Mamá, no agobies a papá cada noche.
Querido diario,
Hoy por la tarde ocurrió algo curioso en casa que me hizo reflexionar. Mi hija, Lucía, que tiene seis años recién cumplidos, se acercó a su madre con una seriedad que pocas veces he visto en alguien tan pequeño. Se plantó frente a ella y le dijo: Mamá, necesito hablar contigo de mujer a mujer. Mi esposa soltó una ligera sonrisa y le respondió: Claro, ¿de qué quieres hablar?
Lucía, un poco confundida por la pregunta, contestó con total naturalidad:
Pues, de los hombres, mamá.
Mi mujer se quedó mirándola sin saber bien cómo seguir la conversación.
Bueno, ¿de quién quieres hablar exactamente? Los hombres no son cosas, son personas intentó corregirle con ternura.
¿Por qué dices eso? la interrumpió Lucía. Si estás hablando de personas, di de quién, no de qué.
Bufó resignada, claramente poco convencida con esa explicación, y dijo:
Aún no te he contado nada y ya me estás liando, mamá
Perdona, cielo. Dime, ¿qué es lo que te preocupa?
Lucía bajó la mirada, algo pensativa, y susurró:
Estoy preocupada por papá.
Eso me mostró que los niños a veces captan más de lo que pensamos. Su madre le preguntó con cariño:
¿Qué le pasa a papá?
Creo que le molestas demasiado cada noche respondió Lucía sin rodeos.
A mi esposa le cambió la cara.
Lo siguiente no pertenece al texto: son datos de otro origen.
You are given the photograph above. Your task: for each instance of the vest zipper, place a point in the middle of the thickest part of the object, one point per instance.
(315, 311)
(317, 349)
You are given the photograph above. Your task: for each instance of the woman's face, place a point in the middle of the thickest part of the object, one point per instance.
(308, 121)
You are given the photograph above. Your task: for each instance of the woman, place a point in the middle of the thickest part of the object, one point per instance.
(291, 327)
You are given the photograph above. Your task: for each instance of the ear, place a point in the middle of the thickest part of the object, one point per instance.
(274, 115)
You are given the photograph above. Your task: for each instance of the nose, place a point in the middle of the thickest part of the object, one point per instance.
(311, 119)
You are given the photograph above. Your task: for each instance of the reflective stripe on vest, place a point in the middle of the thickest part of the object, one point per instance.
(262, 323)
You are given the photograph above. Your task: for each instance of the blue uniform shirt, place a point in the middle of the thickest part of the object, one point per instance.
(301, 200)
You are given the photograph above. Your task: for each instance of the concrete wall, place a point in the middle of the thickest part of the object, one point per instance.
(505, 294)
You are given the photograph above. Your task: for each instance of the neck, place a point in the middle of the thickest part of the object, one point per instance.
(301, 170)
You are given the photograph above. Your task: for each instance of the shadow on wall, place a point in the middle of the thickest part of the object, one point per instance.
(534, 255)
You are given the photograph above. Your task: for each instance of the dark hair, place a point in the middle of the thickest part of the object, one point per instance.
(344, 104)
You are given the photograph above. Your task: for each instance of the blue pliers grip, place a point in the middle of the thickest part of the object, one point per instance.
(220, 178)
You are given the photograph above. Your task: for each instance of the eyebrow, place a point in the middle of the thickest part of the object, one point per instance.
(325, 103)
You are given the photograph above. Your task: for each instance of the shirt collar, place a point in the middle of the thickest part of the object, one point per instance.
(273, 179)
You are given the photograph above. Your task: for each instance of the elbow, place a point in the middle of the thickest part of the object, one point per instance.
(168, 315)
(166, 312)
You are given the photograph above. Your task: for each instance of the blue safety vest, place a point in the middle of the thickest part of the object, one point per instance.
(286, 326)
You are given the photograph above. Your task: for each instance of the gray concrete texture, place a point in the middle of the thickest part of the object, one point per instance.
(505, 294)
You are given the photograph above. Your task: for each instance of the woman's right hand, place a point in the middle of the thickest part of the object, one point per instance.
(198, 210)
Yo, desde el pasillo, intentaba contener la risa.
Cariño, ¿no duermes por las noches? le preguntó.
Por supuesto que duermo dijo Lucía muy segura.
Entonces, ¿cómo lo sabes?
Porque siempre te escucho decir: ¡Ya está bien, es muy tarde, apaga ese portátil! Mamá, él está trabajando en el ordenador, ganando dinero para nosotros. Para que tú tengas tus cosas y yo pueda tener juguetes nuevos. ¿Por qué le molestas?
Mi mujer respiró hondo y, humildemente, asintió:
Tienes razón, Lucía. A veces no soy justa con él. Lo tendré en cuenta. ¿Algo más que quieras preguntar o ya hemos terminado nuestra conversación?
Lucía asintió con la cabeza, satisfecha de haber solucionado lo que consideraba un asunto importante.
Sí, ya está todo. Voy a calentar la cena. Papá debe de estar a punto de llegar de la oficina.
Vi cómo Lucía corría hacia la ventana del salón, como hace siempre, para ver si me veía llegar por la avenida mientras me saluda con su mano.
Hoy he aprendido que los ojos inocentes de una niña pequeña pueden enseñarnos grandes verdades sobre el amor, la paciencia y el valor de un simple gesto en familia. Aquello que parece rutina para nosotros puede ser importantísimo para los que queremos.